Toyota details new powertrains, increased investment in hybrids
Toyota has outlined its powertrain strategy for the next five years, promising to ramp up investment in hybrids.
The company has streamlined powertrain development for its Toyota New Global Architecture (TNGA) platform. After making its debut in the 2015 Prius, the architecture will rapidly expand to more models starting next year.
A new 2.5-liter powerplant will inaugurate a new line of ‘Dynamic Force’ engines built specifically for the modular TNGA platform. The four-cylinder mill will boast one of the world’s best thermal efficiencies of 40 percent in standard form or 41 percent in hybrid applications.
The efficient engines will be mated to two new ‘Direct Shift’ automatic transmissions, one with eight gears and another with 10 ratios. Engineers developed new processes for low-friction engagement of gear surfaces, while clutch torque loss has been reduced by 50 percent during rotation.
Aside from their improved efficiencies and wider gear ratios, the new transmissions are said to be lighter and more compact than existing units. Center of gravity has been lowered, while a new torque converter promises quicker and smoother gear changes.
Engineers have developed a new Toyota Hybrid System II (THS-II) for high-performance rear-wheel-drive vehicles. Specific models were not mentioned, though the powertrain appears to be a good fit for the Lexus GS Hybrid.
The company’s plug-in hybrid system has also been improved, implementing a dual-mode drive system that allows a single electric motor to serve as a generator or drive the wheels.

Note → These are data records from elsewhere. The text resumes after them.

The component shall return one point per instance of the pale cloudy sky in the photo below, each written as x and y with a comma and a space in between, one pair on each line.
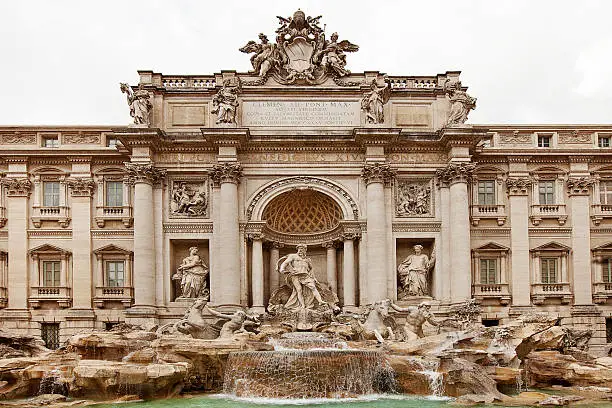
526, 61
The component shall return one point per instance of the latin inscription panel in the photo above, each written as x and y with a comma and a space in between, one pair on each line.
300, 113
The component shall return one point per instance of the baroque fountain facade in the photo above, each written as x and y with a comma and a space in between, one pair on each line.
301, 230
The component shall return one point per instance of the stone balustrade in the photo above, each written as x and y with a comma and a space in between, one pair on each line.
59, 294
493, 291
548, 211
540, 292
602, 291
492, 211
61, 214
107, 213
105, 294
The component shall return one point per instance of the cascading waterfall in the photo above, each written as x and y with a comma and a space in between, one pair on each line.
323, 371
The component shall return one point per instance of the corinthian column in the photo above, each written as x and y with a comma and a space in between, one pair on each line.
458, 176
518, 188
144, 176
375, 176
579, 189
225, 286
17, 192
81, 189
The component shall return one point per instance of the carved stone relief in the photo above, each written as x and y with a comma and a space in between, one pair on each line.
301, 52
189, 199
412, 198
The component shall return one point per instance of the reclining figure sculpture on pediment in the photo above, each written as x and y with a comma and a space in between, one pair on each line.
301, 53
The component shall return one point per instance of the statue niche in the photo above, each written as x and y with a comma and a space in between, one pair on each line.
414, 272
191, 273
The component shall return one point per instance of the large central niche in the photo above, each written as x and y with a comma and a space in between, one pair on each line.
302, 212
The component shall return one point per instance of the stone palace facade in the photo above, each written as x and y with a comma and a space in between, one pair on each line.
363, 168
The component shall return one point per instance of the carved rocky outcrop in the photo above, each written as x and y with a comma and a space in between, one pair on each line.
226, 173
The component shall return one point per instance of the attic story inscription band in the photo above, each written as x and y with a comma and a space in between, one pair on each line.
300, 113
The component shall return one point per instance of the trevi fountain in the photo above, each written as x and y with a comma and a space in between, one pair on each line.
280, 288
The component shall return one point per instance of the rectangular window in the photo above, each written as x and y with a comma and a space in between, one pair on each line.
114, 193
486, 192
548, 270
50, 335
51, 273
605, 192
51, 193
543, 141
52, 141
547, 192
488, 271
606, 275
115, 273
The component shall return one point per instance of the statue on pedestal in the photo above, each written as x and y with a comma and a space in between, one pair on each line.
413, 274
139, 102
191, 274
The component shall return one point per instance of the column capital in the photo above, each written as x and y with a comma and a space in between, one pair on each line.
518, 185
377, 173
81, 186
226, 173
455, 173
579, 185
17, 187
144, 173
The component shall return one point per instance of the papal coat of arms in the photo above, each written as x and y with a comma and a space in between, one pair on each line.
301, 52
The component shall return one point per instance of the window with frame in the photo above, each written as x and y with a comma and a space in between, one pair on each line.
488, 271
115, 273
546, 190
51, 273
50, 141
605, 192
606, 273
486, 192
114, 193
51, 192
548, 270
543, 141
49, 332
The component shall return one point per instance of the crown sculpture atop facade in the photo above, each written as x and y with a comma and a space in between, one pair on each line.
301, 52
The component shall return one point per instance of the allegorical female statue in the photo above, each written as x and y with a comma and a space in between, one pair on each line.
413, 274
140, 104
191, 274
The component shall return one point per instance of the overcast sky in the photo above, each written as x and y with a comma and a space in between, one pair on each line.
525, 61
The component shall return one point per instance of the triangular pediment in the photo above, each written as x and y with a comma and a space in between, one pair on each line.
552, 246
48, 248
492, 246
111, 248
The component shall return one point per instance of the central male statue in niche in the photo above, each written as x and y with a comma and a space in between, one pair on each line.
413, 274
302, 290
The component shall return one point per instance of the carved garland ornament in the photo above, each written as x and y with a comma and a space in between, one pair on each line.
226, 173
518, 185
17, 187
377, 173
81, 186
579, 185
301, 182
144, 173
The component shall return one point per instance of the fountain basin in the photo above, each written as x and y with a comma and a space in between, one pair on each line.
330, 373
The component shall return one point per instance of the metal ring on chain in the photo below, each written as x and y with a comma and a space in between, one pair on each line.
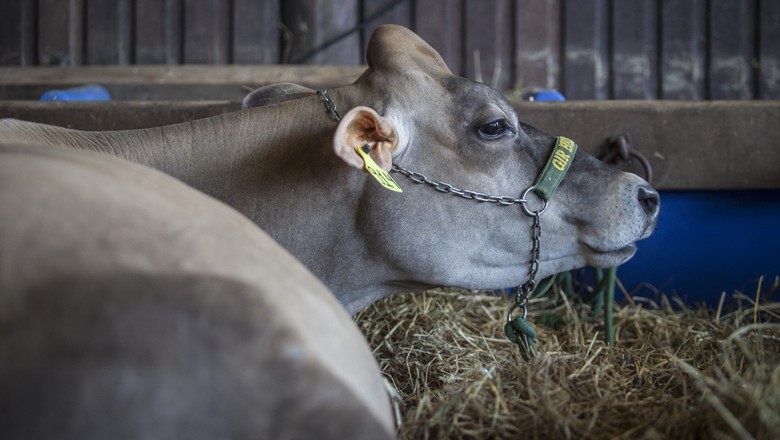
524, 203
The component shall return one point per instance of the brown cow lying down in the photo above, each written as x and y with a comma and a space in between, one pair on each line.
293, 170
132, 306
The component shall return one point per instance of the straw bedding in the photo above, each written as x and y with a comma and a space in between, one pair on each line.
675, 372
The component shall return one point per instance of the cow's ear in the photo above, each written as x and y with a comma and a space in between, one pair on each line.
361, 126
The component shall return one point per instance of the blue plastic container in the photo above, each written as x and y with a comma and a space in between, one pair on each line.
708, 242
90, 92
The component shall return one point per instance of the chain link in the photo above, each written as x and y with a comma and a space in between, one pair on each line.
330, 106
450, 189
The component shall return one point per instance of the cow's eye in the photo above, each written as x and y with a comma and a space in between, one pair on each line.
493, 130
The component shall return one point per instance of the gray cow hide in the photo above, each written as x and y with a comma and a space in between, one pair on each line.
294, 171
132, 306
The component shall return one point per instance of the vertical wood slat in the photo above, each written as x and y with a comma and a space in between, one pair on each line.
683, 49
255, 32
440, 23
60, 32
206, 31
315, 24
11, 32
150, 31
386, 12
769, 52
109, 32
732, 49
538, 44
585, 64
634, 49
17, 32
488, 30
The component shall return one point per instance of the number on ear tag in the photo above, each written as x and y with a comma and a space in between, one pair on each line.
379, 174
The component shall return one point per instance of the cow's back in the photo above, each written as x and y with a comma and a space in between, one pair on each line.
132, 306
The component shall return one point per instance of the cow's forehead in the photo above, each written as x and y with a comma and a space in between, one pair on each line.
424, 96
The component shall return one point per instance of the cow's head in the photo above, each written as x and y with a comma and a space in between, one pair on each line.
415, 113
422, 117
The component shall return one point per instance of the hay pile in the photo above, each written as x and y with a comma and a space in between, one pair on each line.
676, 372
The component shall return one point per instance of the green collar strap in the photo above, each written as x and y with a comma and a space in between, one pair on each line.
556, 168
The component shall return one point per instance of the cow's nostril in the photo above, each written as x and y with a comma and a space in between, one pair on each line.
649, 200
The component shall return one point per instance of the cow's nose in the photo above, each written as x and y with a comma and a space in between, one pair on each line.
649, 200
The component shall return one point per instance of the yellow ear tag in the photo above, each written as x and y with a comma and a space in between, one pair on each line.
381, 176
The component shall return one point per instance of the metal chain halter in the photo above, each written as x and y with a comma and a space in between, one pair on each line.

A larger lithium-ion battery promises to extend EV-mode driving to 37 miles or more.
Toyota plans to launch 17 versions of nine new engines by 2021, along with 10 versions of four transmissions and 10 variants of six hybrid systems.
“In this way, through TNGA-based modular development, Toyota will roll out numerous types of new powertrain units within a short timeframe, successively introducing them in various vehicle models, starting with the launch of a new-model vehicle in 2017,” the company notes.
The efforts will require a 30 percent increase in development spending for hybrid technology, coinciding with a restructuring of the engineering team and a hiring spree. The company hopes to achieve a 90 percent reduction in CO2 emissions from 2010 to 2050.